Julian Kirkman-Page reflects on how risk managers can offer value to their businesses in a volatile era
The nature of business risk is going through a dramatic revolution and, at the heart of it, the role of the risk manager is changing profoundly. With the world becoming more connected, both strategic decision-makers and risk managers must embrace exposure in its broadest sense – by taking into account an enterprise’s entire business network when assessing an organisation’s business risk, from key suppliers to key customers.
Every corporate risk register, or what we call ‘corporate risk stack’, includes not only traditional risks (such as health and safety) but also more intangible risks, such as reputation and cyber. It is these risks that trouble risk managers – they cannot be controlled or mitigated effectively, partly because they can be impacted by external events.
The current coronavirus outbreak is the most obvious example of an event that can impact and disrupt an enterprise’s business network. The reaction and disruption from the outbreak is causing supply chain delays that are affecting both businesses and households – from a shortage of components for manufacturing to a shortage of hand sanitiser. It is no surprise that business interruption and contingent business interruption are at the forefront of many risk managers’ minds.
Insuring the uninsurable
Many corporates maintain operational or enterprise risk management departments that focus on internal controls, governance and meeting regulatory requirements. Some corporates may also maintain a separate insurance department to focus on statutory requirements, such as employment liability and third-party motor, in order to protect the physical assets of the company.

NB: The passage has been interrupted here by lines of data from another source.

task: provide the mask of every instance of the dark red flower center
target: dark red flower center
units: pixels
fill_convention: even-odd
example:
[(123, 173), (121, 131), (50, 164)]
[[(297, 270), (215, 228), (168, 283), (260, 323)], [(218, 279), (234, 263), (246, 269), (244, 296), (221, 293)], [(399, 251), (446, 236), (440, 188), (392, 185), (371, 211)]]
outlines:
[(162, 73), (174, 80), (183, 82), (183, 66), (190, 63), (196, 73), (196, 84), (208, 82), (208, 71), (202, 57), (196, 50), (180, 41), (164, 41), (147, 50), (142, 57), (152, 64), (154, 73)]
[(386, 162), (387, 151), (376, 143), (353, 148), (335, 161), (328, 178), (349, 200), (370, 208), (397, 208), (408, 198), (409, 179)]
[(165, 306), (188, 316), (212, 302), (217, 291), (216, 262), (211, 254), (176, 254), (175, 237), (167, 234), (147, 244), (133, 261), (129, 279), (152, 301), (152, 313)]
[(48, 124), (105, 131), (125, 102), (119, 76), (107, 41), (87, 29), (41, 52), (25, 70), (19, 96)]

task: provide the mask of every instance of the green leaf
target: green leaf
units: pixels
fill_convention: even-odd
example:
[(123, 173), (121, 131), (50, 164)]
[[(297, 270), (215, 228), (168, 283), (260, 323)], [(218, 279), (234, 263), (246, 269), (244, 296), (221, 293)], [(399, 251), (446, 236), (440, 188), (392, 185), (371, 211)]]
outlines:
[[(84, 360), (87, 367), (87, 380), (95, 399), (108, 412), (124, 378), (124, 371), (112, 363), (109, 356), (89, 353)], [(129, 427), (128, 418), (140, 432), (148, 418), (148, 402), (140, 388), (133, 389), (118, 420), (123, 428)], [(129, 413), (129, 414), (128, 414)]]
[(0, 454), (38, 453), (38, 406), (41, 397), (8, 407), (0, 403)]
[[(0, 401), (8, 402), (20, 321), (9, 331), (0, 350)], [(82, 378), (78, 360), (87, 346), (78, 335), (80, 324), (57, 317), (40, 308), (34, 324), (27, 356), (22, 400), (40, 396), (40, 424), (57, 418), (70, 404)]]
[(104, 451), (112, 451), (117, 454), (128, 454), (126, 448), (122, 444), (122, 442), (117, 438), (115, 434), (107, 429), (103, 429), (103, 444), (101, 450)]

However, more enlightened risk departments are realising that there is business potential in merging these risk and insurance functions to assess how previously uninsured or even uninsurable risks – what we call ‘insuring the uninsurable’ – can be transferred off the balance sheet. This frees up balance sheet resources to target new business opportunities.
The key element underpinning any such opportunity is access to data. No (re)insurer or financial company is going to underwrite any amount of risk that cannot be quantified. In this brave new world of risk transfer, though, the (re)insurance community needs to think outside the box. Rather than offering distinct product silos – say a cyber policy – to corporates, they need to offer a holistic solution that meets the corporate’s business needs.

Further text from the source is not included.